Em geral, o texto de reflexão implica uma abordagem e ponderação sobre o assunto,
tendo em atenção as situações, as causas e consequências, os prós e os contras, a necessidade
de encontrar argumentos para justificar o juízo crítico formulado. Neste sentido, pode
confundir-se com a dissertação na medida em que ambos permitem o questionamento e a
manifestação explícita de um julgamento. O texto de reflexão, porém, tem um carácter mais
pessoal de opinião e apreciação, enquanto na dissertação é valorizada a impessoalidade, sendo
a conclusão pretendida o resultado do encadeamento lógico das ideias.

Vasco Moreira e Hilário Pimenta, in Exame Nacional 2006 – Português 12º ano, Porto Editora

Quando era pequeno – muito pequeno, talvez oito ou nove anos – lembro-me de estar
deitado na banheira, em casa dos meus pais, a ler um livro de quadradinhos. Era uma aventura
do David Crockett, o desbravador do Kentucky e do Tenessee, que haveria de morrer na mítica
batalha do Forte Álamo. Nessa história, o David Crockett era emboscado por um grupo de
índios, levava com um machado na cabeça, ficava inconsciente e era levado prisioneiro para o
acampamento índio. Aí, dentro de uma tenda, havia uma índia muito bonita – uma “skaw”, na
literatura do Far-West – que cuidava dele, dia e noite, molhando-lhe a testa com água, tratando
das suas feridas e vigiando a seu coma. E, a certa altura, ela murmurava para o seu prostrado
e inconsciente guerreiro: “não te deixarei morrer, David Crockett!”
Não sei porquê, esta frase e esta cena viajaram comigo para sempre, quase
obsessivamente.
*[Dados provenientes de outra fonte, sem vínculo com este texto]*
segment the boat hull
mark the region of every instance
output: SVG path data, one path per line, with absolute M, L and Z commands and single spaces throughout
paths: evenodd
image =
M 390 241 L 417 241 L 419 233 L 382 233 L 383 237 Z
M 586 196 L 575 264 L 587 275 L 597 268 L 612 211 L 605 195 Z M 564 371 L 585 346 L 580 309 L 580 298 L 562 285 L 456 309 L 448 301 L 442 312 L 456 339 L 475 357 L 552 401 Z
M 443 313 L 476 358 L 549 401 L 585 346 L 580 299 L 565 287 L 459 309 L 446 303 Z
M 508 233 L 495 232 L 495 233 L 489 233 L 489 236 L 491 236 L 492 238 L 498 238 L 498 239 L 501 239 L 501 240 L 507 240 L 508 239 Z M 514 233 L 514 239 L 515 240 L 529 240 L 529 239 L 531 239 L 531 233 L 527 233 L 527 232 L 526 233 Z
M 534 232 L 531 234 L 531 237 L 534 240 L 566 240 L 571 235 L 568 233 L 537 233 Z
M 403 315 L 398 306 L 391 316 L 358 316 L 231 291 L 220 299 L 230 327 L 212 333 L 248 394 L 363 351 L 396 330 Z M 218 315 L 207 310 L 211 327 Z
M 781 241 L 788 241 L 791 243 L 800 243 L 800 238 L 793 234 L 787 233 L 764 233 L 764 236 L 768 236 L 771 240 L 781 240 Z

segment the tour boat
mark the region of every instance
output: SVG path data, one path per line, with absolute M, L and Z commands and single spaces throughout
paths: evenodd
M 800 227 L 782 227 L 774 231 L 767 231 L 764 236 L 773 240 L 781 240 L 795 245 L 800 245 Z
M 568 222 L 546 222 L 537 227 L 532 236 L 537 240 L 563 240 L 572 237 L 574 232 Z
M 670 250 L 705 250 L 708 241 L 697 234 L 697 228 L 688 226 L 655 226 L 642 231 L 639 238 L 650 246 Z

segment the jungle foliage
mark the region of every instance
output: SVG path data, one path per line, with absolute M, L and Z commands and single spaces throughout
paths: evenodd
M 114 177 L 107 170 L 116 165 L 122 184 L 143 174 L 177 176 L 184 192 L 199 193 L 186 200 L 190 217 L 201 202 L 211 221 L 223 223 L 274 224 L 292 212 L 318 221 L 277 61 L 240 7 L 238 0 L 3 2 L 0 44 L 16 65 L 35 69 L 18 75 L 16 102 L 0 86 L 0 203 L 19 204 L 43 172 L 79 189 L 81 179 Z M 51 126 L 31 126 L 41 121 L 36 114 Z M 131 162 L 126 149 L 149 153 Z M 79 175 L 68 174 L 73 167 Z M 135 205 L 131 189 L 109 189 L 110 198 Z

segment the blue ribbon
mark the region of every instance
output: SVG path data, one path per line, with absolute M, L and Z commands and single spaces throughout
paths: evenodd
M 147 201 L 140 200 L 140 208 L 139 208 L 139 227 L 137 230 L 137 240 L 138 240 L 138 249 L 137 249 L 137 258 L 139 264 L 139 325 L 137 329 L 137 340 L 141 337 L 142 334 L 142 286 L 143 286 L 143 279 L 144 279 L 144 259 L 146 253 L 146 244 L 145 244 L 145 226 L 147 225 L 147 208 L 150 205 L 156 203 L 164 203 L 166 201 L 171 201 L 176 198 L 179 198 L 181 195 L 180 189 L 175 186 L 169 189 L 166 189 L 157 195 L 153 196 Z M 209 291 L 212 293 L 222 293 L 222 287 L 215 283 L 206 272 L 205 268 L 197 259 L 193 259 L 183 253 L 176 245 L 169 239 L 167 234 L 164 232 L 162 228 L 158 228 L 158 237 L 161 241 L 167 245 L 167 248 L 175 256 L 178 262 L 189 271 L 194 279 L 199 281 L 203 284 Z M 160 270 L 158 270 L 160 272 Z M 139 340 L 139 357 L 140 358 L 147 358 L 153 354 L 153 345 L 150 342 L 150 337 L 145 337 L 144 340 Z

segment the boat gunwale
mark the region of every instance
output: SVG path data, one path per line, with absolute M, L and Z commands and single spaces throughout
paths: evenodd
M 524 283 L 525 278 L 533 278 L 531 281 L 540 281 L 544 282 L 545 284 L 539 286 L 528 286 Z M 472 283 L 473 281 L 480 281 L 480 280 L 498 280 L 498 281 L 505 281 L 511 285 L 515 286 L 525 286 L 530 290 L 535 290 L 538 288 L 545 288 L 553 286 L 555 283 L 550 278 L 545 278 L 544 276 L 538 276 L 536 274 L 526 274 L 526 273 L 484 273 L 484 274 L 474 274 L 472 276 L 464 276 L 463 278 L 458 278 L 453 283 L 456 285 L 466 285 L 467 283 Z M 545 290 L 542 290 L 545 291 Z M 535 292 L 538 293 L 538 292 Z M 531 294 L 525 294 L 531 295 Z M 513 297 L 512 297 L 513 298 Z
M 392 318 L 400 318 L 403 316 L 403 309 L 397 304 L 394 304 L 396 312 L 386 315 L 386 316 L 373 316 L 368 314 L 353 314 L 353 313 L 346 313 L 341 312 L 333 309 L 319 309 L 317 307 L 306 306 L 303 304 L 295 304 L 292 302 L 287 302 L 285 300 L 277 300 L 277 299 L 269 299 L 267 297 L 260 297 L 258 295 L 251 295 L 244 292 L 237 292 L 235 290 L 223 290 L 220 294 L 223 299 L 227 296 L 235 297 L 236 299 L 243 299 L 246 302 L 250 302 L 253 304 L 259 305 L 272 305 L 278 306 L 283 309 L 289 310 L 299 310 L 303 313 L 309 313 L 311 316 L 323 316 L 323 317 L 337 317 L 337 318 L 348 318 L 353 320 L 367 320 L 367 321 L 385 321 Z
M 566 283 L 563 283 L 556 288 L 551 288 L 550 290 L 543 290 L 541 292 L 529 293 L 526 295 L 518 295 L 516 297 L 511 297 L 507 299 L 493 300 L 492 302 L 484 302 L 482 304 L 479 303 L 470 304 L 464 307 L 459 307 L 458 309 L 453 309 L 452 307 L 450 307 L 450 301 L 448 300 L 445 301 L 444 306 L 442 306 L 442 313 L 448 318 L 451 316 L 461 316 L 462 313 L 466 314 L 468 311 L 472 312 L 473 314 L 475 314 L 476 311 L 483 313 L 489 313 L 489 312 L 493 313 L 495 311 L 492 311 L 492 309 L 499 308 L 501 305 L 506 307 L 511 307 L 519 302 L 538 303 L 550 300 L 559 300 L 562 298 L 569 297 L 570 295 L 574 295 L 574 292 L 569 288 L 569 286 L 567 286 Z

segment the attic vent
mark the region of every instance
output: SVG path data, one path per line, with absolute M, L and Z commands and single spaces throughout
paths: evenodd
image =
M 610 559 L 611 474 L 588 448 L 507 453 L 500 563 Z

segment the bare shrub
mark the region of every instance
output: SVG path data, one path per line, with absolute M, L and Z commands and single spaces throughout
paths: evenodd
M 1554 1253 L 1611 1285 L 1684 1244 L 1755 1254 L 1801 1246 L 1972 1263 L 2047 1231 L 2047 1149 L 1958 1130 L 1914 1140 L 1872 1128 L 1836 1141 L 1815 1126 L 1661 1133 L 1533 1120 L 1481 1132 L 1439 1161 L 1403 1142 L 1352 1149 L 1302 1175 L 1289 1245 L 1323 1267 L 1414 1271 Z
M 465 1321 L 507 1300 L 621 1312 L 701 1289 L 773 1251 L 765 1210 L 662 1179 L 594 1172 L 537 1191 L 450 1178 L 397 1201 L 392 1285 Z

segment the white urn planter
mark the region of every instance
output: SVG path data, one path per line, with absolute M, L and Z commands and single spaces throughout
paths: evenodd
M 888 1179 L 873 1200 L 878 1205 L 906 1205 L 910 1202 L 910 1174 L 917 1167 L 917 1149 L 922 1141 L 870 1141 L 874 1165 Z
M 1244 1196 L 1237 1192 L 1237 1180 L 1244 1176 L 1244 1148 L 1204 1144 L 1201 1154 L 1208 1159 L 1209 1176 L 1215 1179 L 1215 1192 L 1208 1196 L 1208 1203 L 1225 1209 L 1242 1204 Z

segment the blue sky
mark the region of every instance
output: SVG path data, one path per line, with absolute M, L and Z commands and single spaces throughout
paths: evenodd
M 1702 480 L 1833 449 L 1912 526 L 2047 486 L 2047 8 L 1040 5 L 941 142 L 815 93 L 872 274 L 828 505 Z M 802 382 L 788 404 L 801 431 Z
Durante muito tempo, preservei-as à luz do seu significado mais óbvio: eu era
o David Crockett, que queria correr mundos e riscos, viver aventuras e desvendar Tenessees.
Iria, fatalmente, sofrer, levar pancada e ficar, por vezes, inconsciente. Mas ao meu lado haveria
sempre uma índia, que vigiaria o meu sono e cuidaria das minhas feridas, que me passaria a
mão pela testa quando eu estivesse adormecido e me diria: “não te deixarei morrer, David
Crockett!” E, só por isso, eu sobreviveria a todos os combates. Banal, elementar.
Porém, mais tarde, comecei a compreender mais coisas sobre as emboscadas, os
combates e o comportamento das índias perante os guerreiros inconscientes. Foi aí que percebi
que toda a minha interpretação daquela cena estava errada: o David Crockett representava sim
a minha infância, a minha crença de criança numa vida de aventuras, de descobertas, de riscos
e de encontros. Mas mais, muito mais do que isso: uma espécie de pureza inicial, um excesso
de sentimentos e de sensibilidade, a ingenuidade e a fé, a hipótese fantástica da felicidade para
sempre. Esse era o mundo que eu tinha entrevisto nesse dia longínquo da minha infância e que
me cabia tentar defender o resto da minha vida. Então, eu era antes a índia, que não podia
deixar que se apagasse essa imagem e o seu sentido e que teria de repetir incontáveis vezes ao
mais fundo de mim mesmo – lá onde jazia, inconsciente, o David Crockett – que não o deixaria
morrer.

Miguel Sousa Tavares, Não te deixarei morrer, David Crockett, Ed. Oficina do Livro

Competência: produção escrita (texto de reflexão)

Na sequência da leitura deste texto e ainda da análise de alguns poemas de Fernando


Pessoa ortónimo, elabora uma reflexão pessoal, num texto bem estruturado de cem a
duzentas palavras, sobre a infância, idade de ouro do ser humano.